Thursday, August 11, 2011

Wood Cookstove Cooking for the Family Reunion

Since Nancy and I live on the home place for my father's side of the family, we host a family reunion every so many years.  My dad's brothers and sisters and their families all come, and we have a great time being together, playing together, visiting together, and, of course, eating together.  My dad also had nine aunts and uncles on his mother's side of the family, and that branch traditionally had get togethers at our home when my grandparents lived here, so we invite his first cousins as well.  If I have counted correctly, we only had 39 guests at our maximum on Saturday night, but we planned on about fifty.  We actually ended up with enough food for 100, I think.

At any rate, we used the cookstove in the summer kitchen to cook corn on the cob for the crowd, so I wanted to show you a few pictures of what we did. 

My brother slow roasted a hog that he had purchased at the 4-H premium sale at our county fair.  He had lots of help and interested onlookers, and it smelled fantastic all day.  He set up the borrowed cooker next to the summer kitchen so that water was nearby.


Supper was scheduled for six in the evening, so I started the fire in the stove in plenty of time to get water boiling for the sweet corn.  We had four pots of corn cooking at once.

Lids removed on the pots to the right for the photo only.
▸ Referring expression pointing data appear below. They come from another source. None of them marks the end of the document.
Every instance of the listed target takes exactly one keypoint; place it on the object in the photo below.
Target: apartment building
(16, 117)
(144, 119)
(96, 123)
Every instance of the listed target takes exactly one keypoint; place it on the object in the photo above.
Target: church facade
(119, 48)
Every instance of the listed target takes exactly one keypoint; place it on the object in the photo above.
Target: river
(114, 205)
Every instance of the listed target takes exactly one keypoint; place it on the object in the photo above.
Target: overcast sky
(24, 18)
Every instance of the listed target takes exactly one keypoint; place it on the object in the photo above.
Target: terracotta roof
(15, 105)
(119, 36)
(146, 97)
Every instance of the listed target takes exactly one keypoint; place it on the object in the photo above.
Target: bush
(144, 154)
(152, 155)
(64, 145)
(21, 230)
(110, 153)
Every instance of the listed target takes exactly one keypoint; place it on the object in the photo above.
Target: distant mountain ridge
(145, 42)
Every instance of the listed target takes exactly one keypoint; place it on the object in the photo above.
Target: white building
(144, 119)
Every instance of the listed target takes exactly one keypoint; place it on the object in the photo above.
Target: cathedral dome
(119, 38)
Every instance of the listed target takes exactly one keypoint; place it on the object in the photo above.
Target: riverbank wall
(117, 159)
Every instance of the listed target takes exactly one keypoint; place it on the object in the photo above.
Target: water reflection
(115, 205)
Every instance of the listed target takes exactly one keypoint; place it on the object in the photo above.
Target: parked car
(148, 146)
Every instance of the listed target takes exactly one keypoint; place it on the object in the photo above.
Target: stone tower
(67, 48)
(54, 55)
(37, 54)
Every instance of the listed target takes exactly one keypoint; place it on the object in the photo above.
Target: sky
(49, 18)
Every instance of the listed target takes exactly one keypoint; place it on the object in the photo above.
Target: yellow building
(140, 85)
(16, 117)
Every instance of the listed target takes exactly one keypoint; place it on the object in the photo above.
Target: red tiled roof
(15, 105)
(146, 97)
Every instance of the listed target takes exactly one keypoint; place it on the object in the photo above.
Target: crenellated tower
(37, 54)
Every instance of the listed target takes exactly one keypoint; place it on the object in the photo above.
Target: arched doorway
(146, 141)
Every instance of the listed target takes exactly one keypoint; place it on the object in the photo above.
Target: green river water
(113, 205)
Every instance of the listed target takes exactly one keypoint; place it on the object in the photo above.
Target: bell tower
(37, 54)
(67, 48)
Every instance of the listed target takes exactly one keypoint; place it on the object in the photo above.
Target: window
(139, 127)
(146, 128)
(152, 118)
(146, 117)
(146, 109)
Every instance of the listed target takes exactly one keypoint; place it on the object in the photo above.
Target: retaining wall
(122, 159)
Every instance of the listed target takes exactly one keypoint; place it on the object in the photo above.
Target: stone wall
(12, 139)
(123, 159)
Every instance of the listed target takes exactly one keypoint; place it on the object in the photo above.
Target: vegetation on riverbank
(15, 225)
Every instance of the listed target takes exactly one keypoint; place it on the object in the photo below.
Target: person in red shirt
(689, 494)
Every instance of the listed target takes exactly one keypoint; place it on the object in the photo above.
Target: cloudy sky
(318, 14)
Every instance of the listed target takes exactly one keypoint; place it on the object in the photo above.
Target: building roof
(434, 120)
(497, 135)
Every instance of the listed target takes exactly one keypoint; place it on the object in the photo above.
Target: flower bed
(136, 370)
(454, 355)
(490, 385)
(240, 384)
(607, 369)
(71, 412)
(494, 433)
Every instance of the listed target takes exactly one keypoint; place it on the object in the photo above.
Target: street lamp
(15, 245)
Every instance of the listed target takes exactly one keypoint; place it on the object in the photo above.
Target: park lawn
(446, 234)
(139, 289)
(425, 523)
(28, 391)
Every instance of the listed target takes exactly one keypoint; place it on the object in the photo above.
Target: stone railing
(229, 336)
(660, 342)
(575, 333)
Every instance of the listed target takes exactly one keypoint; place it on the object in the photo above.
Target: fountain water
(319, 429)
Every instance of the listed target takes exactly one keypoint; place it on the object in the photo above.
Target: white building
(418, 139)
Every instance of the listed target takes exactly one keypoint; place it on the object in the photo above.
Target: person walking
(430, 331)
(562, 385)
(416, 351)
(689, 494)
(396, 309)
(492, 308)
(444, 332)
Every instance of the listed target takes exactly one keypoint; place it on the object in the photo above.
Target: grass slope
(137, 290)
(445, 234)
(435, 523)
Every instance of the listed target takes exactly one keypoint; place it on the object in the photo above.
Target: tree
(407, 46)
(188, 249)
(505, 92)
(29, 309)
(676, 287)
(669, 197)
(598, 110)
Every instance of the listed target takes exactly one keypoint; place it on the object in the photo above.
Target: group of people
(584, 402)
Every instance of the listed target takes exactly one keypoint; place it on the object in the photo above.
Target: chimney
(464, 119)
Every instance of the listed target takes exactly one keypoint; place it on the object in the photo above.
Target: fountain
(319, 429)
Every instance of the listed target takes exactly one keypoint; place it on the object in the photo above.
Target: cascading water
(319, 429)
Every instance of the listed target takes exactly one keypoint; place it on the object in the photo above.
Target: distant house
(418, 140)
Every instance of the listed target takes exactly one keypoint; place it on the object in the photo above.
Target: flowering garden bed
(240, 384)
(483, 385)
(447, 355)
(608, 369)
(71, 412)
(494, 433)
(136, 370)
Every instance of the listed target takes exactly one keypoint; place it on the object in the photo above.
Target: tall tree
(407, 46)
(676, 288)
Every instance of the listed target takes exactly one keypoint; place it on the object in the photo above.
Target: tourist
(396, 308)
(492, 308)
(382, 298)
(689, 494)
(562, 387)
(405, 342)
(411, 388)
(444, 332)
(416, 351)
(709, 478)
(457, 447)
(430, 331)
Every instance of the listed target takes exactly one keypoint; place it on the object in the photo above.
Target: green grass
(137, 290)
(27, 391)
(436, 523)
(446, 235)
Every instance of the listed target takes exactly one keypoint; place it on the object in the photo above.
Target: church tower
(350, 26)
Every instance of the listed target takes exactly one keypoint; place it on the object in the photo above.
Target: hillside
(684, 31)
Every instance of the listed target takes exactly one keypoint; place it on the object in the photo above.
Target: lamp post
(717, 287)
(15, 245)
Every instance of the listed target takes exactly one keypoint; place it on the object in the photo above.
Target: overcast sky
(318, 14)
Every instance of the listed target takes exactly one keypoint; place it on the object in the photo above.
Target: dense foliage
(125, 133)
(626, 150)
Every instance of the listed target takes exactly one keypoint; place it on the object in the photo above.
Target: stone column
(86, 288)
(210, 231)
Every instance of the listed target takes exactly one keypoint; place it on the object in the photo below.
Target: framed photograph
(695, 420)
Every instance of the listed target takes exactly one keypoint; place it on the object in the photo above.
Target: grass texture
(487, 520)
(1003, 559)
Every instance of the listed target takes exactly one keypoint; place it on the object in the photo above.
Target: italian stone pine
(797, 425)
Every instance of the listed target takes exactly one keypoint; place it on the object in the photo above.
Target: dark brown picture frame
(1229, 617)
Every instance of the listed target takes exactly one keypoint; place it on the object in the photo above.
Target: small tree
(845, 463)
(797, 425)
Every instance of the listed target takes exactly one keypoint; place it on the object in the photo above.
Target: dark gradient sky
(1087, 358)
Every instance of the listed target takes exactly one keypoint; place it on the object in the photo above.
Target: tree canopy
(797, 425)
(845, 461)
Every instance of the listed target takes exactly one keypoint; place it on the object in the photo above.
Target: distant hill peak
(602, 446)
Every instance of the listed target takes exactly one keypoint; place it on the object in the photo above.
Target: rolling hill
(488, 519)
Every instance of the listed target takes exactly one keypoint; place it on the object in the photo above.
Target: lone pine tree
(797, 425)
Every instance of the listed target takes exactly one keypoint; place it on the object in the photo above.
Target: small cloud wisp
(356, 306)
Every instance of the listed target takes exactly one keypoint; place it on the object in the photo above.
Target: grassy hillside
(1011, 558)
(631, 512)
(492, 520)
Once the sweet corn was cooked, I pulled it out of the pots and put it in a stainless steel bowl.  The bowl was put on a cast iron trivet and sort of rested above the reservoir and the far right side of the cooktop.  The stove was putting out plenty of heat to keep the corn hot, and I poured a little bit of the water from one of the pots that the corn was cooked in into the bottom of the bowl just to create steam to keep the corn moist.



The large cooktop of the wood cookstove certainly came in handy for cooking for a large crowd!